WMUW
- Columbus, Mississippi; United States;
- Frequency: 88.5 MHz
- Branding: "88.5 WMUW The Edge"

Programming
- Format: Variety

Ownership
- Owner: Mississippi University for Women

History
- First air date: September 28, 1981

Technical information
- Licensing authority: FCC
- Facility ID: 91984
- Class: A
- ERP: 980 watts
- HAAT: 27 meters (89 ft)
- Transmitter coordinates: 33°29′23″N 88°25′18″W﻿ / ﻿33.48972°N 88.42167°W

Links
- Public license information: Public file; LMS;
- Webcast: Listen Live
- Website: www.muw.edu/wmuw

= WMUW =

Radio station at the Mississippi University for Women in Columbus, Mississippi

WMUW (88.5 FM) is a radio station licensed to serve the community of Columbus, Mississippi. The station is owned by Mississippi University for Women, and airs a variety format.

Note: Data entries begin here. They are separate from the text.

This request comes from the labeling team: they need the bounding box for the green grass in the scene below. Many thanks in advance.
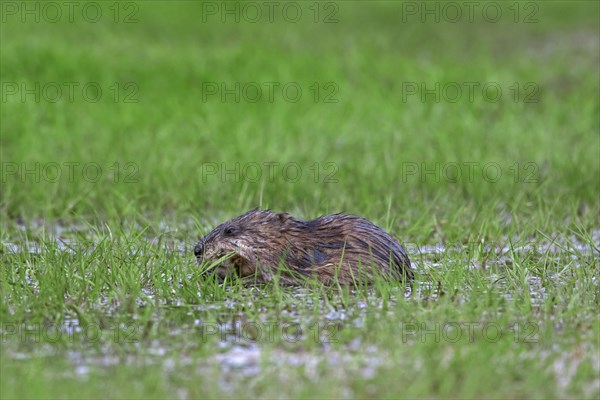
[0,1,600,398]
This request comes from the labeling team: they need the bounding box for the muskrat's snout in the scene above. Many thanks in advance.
[194,240,204,259]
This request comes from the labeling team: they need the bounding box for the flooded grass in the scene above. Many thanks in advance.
[0,1,600,399]
[0,223,600,398]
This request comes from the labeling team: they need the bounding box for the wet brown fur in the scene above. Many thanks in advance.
[194,209,413,284]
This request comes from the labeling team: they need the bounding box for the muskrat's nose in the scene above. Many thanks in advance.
[194,242,204,258]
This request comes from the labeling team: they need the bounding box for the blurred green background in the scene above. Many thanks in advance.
[0,1,600,240]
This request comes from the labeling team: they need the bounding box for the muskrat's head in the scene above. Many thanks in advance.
[194,209,289,278]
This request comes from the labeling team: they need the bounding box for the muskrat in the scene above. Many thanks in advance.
[194,209,413,284]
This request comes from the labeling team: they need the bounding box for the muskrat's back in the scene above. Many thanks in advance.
[194,209,413,284]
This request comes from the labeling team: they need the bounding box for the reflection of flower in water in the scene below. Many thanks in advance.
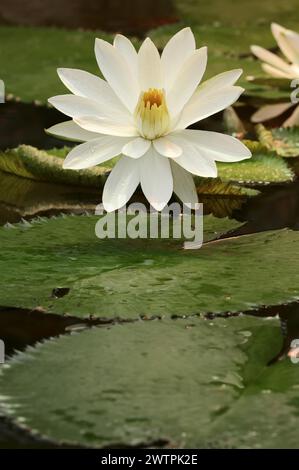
[49,28,251,211]
[251,23,299,127]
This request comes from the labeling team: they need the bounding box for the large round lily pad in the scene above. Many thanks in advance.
[0,317,299,448]
[0,216,299,318]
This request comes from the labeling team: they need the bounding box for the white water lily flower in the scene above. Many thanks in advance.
[48,28,251,211]
[251,23,299,127]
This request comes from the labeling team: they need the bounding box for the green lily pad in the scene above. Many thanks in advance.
[0,145,294,196]
[256,124,299,157]
[0,216,299,318]
[0,145,111,188]
[0,318,299,448]
[217,152,294,185]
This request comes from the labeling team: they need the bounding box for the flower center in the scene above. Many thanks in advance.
[135,88,170,140]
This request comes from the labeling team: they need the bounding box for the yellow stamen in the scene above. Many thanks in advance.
[135,88,170,140]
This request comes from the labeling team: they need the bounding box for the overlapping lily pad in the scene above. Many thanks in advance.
[0,216,299,318]
[0,141,294,191]
[0,318,299,448]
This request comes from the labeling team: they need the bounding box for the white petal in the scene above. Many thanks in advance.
[168,133,217,178]
[251,103,294,122]
[271,23,298,63]
[262,63,295,78]
[48,95,103,118]
[113,34,138,81]
[176,86,244,129]
[103,157,140,212]
[284,31,299,64]
[139,146,173,211]
[46,121,99,142]
[161,28,195,92]
[74,116,138,137]
[63,135,128,170]
[251,46,290,73]
[95,39,139,112]
[153,137,182,158]
[166,47,207,117]
[283,106,299,127]
[122,137,151,158]
[57,68,129,119]
[173,129,251,162]
[170,160,198,208]
[138,38,164,91]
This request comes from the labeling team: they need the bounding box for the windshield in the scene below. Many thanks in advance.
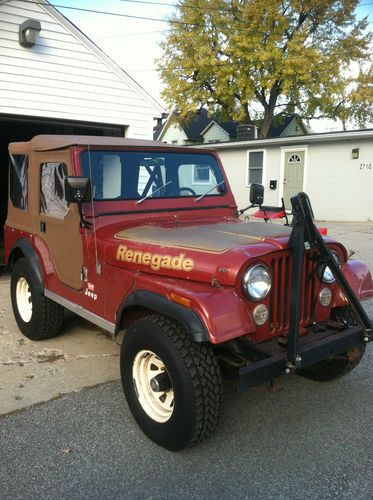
[81,150,226,201]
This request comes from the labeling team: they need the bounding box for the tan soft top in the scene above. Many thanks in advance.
[9,135,192,154]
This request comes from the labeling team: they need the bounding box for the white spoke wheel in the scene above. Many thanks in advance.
[120,314,223,451]
[10,257,63,340]
[132,350,174,423]
[16,276,32,323]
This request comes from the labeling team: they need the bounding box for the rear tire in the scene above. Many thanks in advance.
[120,314,223,451]
[10,257,64,340]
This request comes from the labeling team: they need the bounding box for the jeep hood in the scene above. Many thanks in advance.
[103,221,291,285]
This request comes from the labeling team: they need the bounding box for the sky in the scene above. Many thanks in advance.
[49,0,373,132]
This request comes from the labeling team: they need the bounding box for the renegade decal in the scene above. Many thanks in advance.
[84,287,97,300]
[116,245,194,273]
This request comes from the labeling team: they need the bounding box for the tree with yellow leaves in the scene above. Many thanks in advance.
[158,0,373,137]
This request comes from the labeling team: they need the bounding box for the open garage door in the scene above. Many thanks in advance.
[0,114,126,265]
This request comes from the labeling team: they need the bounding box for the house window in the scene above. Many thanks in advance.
[193,165,211,184]
[40,162,69,219]
[248,151,264,184]
[9,155,28,210]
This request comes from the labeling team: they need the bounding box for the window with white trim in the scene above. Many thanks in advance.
[247,151,264,184]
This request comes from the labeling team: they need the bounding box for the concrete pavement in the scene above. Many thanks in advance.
[0,276,120,415]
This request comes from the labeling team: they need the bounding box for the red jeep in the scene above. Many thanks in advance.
[5,136,373,450]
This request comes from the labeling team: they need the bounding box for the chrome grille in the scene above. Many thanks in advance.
[269,251,317,333]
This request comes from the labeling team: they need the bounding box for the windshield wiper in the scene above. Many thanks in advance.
[196,181,224,202]
[136,181,172,205]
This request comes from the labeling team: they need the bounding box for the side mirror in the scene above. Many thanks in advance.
[65,176,91,203]
[250,184,264,206]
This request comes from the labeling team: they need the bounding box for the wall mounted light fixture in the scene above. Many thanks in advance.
[19,19,41,47]
[351,148,359,160]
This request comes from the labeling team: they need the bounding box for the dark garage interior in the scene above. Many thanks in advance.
[0,115,125,265]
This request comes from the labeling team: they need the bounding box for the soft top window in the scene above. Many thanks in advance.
[81,150,226,201]
[9,154,28,210]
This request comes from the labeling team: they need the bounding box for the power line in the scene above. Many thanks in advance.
[13,0,373,30]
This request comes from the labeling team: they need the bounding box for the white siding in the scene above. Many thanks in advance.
[0,0,160,138]
[203,123,229,142]
[158,124,188,144]
[306,140,373,221]
[212,137,373,221]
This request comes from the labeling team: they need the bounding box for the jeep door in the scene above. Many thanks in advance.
[34,151,83,290]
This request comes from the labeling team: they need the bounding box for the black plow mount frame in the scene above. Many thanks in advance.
[239,193,373,390]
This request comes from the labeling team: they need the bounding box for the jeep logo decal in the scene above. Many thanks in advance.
[116,245,194,273]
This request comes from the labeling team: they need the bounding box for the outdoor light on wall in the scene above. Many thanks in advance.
[19,19,41,47]
[351,148,359,160]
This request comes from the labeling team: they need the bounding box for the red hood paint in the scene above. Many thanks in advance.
[97,220,291,285]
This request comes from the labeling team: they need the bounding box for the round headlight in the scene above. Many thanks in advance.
[243,264,271,302]
[321,251,340,283]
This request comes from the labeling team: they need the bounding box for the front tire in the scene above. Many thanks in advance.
[120,314,223,451]
[10,257,64,340]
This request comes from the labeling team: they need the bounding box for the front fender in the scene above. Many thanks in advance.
[335,260,373,307]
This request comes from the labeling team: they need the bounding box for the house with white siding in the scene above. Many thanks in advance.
[199,129,373,221]
[0,0,164,252]
[153,108,309,145]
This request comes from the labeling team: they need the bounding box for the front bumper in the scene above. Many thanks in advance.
[239,325,373,391]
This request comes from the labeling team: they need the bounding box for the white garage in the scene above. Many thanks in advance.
[204,130,373,221]
[0,0,164,256]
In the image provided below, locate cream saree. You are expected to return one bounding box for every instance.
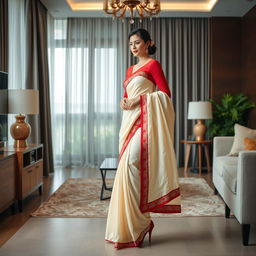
[105,72,181,248]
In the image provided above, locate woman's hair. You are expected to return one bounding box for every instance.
[128,28,156,55]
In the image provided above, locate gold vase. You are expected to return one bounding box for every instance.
[10,115,31,148]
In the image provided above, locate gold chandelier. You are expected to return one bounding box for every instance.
[103,0,160,24]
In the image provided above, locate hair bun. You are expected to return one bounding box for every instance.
[148,44,156,55]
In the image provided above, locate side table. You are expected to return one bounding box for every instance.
[180,140,212,175]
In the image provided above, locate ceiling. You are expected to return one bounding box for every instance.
[41,0,256,18]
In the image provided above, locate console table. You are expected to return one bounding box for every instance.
[0,152,16,212]
[0,144,43,212]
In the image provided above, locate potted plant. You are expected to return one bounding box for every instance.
[207,93,256,138]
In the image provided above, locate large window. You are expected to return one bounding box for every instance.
[49,20,124,166]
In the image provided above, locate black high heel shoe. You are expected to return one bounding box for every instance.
[139,220,154,247]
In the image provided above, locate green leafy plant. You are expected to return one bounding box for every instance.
[207,93,256,138]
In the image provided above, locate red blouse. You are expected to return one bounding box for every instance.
[124,59,171,98]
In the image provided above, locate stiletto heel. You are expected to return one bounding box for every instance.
[138,220,154,247]
[148,220,154,245]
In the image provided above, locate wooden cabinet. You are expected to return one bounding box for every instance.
[0,152,16,212]
[16,144,43,211]
[0,144,43,211]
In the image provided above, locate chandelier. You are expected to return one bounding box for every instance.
[103,0,160,24]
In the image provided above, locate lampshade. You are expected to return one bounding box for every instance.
[8,89,39,115]
[188,101,212,120]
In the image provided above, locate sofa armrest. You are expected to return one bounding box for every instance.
[213,136,234,159]
[237,151,256,223]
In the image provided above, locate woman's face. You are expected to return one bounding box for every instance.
[130,35,149,57]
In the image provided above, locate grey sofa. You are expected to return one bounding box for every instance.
[213,137,256,245]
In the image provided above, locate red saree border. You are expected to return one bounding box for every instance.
[105,221,152,249]
[140,94,181,213]
[123,71,155,90]
[119,117,141,161]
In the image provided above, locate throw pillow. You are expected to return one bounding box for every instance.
[244,138,256,150]
[228,124,256,156]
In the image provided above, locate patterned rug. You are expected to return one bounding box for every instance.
[31,178,225,218]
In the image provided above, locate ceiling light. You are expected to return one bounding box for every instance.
[103,0,160,24]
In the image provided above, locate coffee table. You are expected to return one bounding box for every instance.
[100,158,118,200]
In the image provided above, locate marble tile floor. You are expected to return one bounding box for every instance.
[0,217,256,256]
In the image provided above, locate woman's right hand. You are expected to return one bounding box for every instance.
[120,98,127,110]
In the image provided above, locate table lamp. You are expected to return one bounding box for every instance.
[188,101,212,141]
[8,89,39,148]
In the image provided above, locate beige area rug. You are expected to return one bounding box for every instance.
[31,178,225,218]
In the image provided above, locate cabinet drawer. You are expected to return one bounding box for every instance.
[22,168,33,197]
[0,157,16,210]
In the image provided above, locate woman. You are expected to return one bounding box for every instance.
[105,29,181,249]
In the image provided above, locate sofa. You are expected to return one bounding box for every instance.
[213,137,256,245]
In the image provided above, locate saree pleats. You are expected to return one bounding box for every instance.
[105,74,181,248]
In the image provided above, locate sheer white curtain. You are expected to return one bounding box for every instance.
[8,0,26,89]
[49,18,209,166]
[8,0,26,144]
[48,17,129,166]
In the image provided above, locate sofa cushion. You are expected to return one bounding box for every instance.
[229,124,256,156]
[215,156,238,176]
[244,138,256,150]
[223,165,237,194]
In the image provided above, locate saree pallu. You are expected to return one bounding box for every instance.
[105,73,181,249]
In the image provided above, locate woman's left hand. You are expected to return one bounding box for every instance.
[125,97,140,110]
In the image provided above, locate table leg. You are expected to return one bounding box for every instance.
[184,144,191,175]
[198,144,202,176]
[204,144,211,172]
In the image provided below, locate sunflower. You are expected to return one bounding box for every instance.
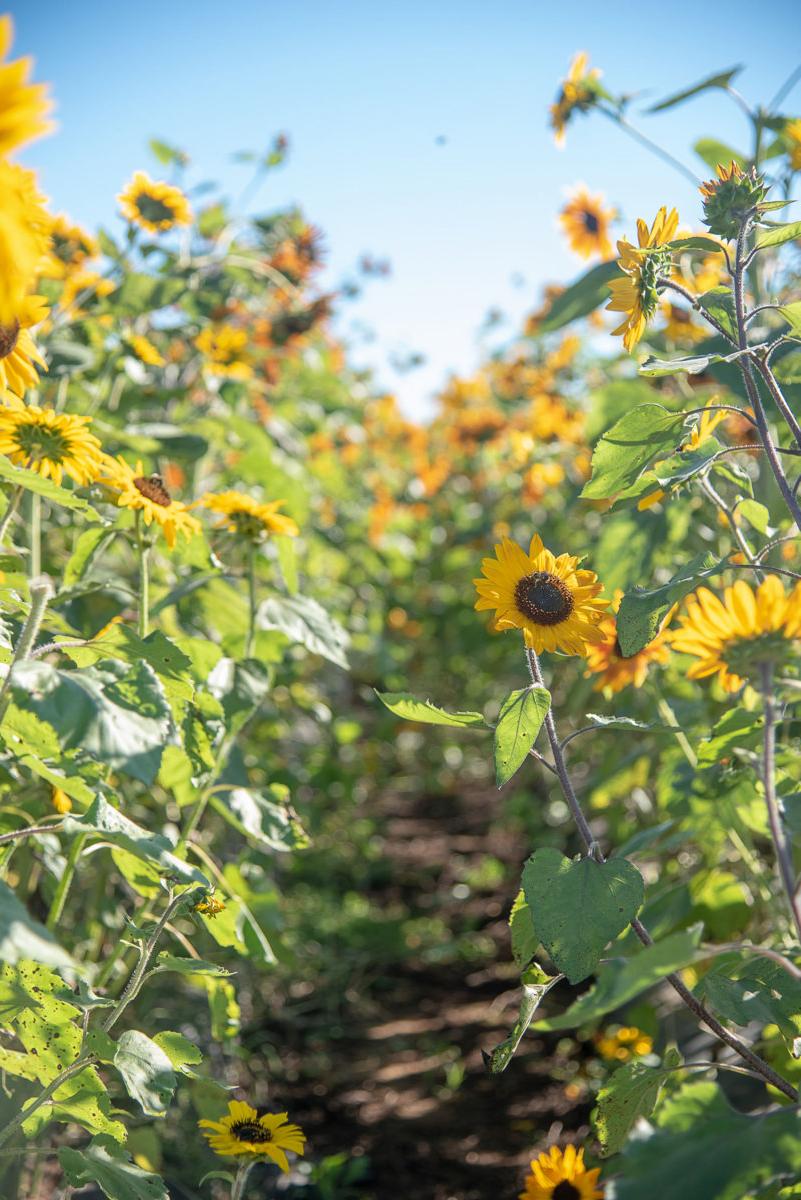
[559,187,618,258]
[520,1146,603,1200]
[607,205,679,350]
[472,533,608,655]
[0,16,53,155]
[0,392,103,487]
[194,323,253,379]
[101,456,200,550]
[669,575,801,692]
[198,492,300,541]
[118,170,192,233]
[0,158,53,325]
[198,1100,306,1171]
[0,296,49,396]
[550,50,604,146]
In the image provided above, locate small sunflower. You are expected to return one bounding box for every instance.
[669,575,801,692]
[0,392,103,487]
[472,534,609,656]
[0,296,49,396]
[198,492,300,541]
[519,1146,603,1200]
[0,14,53,155]
[198,1100,306,1172]
[118,170,192,233]
[101,456,200,550]
[559,187,618,258]
[607,206,679,350]
[0,158,53,325]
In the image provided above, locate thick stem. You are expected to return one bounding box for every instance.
[760,662,801,941]
[525,648,799,1100]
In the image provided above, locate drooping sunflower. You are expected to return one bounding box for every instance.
[472,534,609,655]
[0,158,53,325]
[559,187,618,258]
[198,1100,306,1172]
[101,455,200,550]
[118,170,192,233]
[0,14,53,155]
[520,1146,603,1200]
[198,492,300,541]
[0,296,49,396]
[607,206,679,350]
[669,575,801,692]
[0,392,103,487]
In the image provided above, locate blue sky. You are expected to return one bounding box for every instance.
[11,0,801,414]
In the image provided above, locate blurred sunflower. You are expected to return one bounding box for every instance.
[118,170,192,233]
[198,1100,306,1172]
[669,575,801,692]
[519,1146,603,1200]
[0,296,49,396]
[559,187,618,258]
[607,206,679,350]
[101,456,200,550]
[0,158,53,325]
[0,14,53,155]
[472,534,609,655]
[198,492,300,541]
[0,392,103,487]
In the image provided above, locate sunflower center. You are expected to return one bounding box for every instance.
[137,192,175,224]
[0,320,19,359]
[133,475,173,509]
[514,571,573,625]
[231,1121,272,1142]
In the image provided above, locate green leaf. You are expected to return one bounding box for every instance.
[755,221,801,250]
[523,846,644,983]
[618,551,728,658]
[487,964,564,1075]
[645,66,742,113]
[582,404,683,500]
[0,455,100,521]
[592,1062,669,1156]
[536,924,705,1030]
[375,691,490,728]
[62,796,210,887]
[257,595,350,670]
[615,1081,801,1200]
[59,1138,169,1200]
[114,1030,177,1117]
[537,259,619,334]
[12,660,173,784]
[494,688,550,787]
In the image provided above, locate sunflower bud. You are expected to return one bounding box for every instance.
[700,161,767,239]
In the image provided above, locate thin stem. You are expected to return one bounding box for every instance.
[525,647,797,1100]
[760,662,801,940]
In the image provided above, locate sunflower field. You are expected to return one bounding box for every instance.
[0,17,801,1200]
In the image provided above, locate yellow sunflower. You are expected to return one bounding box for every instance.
[0,296,49,396]
[472,533,609,655]
[194,323,253,379]
[0,16,53,155]
[520,1146,603,1200]
[669,575,801,692]
[198,1100,306,1171]
[198,492,300,541]
[550,50,603,146]
[559,187,618,258]
[101,456,200,550]
[0,158,53,325]
[607,206,679,350]
[0,392,103,487]
[118,170,192,233]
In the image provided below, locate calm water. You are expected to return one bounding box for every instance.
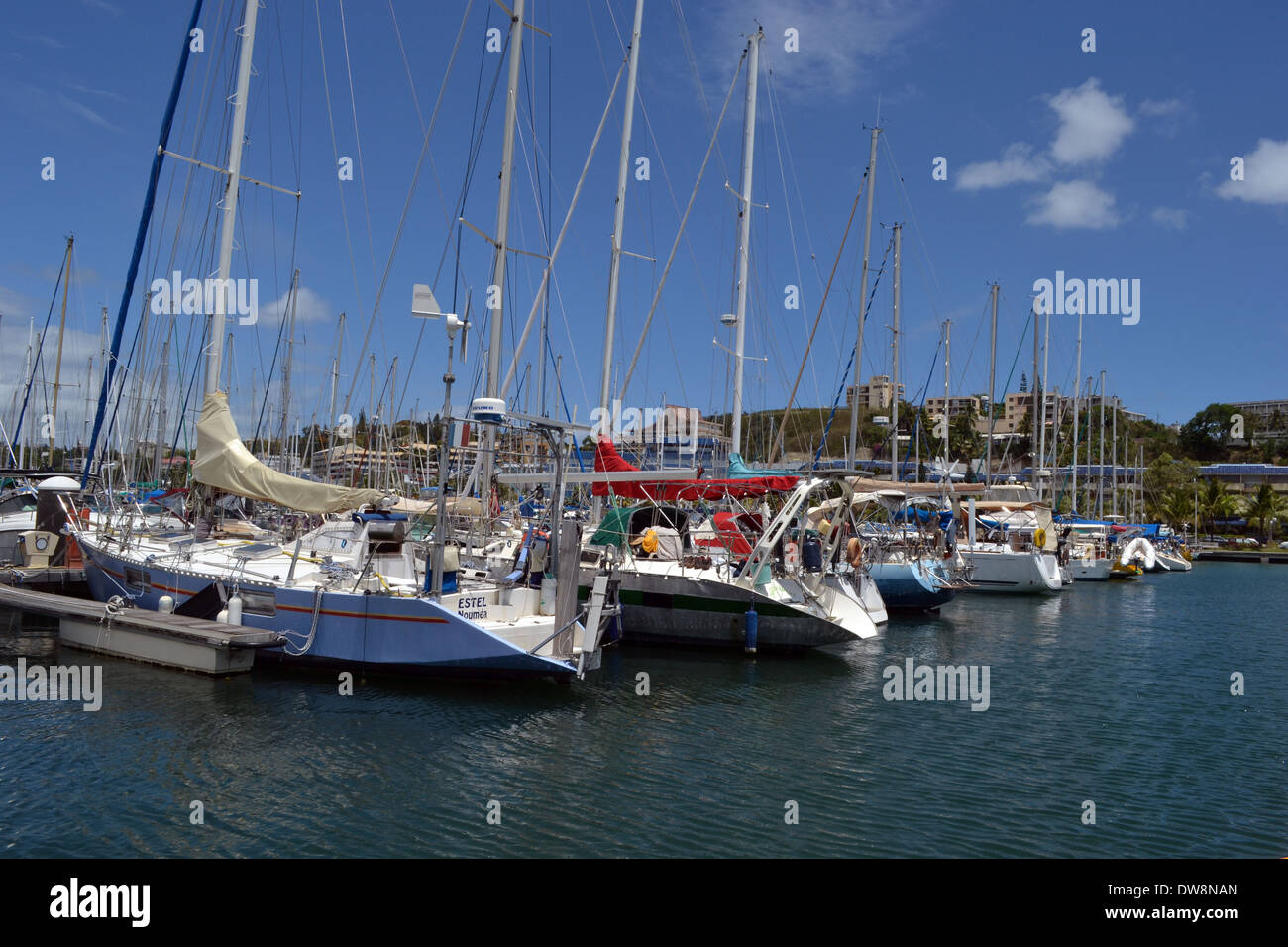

The station was assigned the WMUW call letters by the Federal Communications Commission on January 16, 2006.

==History==

WMUW went on the air September 28, 1981, at 11 a.m. The station aired a full-service format featuring jazz, big band, and classical music, along with news programming and syndicated fare from the Longhorn Radio Network of the University of Texas at Austin; it broadcast with an effective radiated power of 980 watts. WMUW operated as part of the Division of Communication of the university after a 1982 schoolwide reorganization. By 1984, it was broadcasting 18 hours a day and known among students as "88-Plus". The station's first license, however, expired; according to the June 11, 1998, letter from the Federal Communications Commission, the action came as a result of WMUW's failure to transmit in twelve straight months, which occurred because the station's tower was down. The university immediately applied for a new construction permit, which was awarded in 2005; the license to cover was awarded in 2008.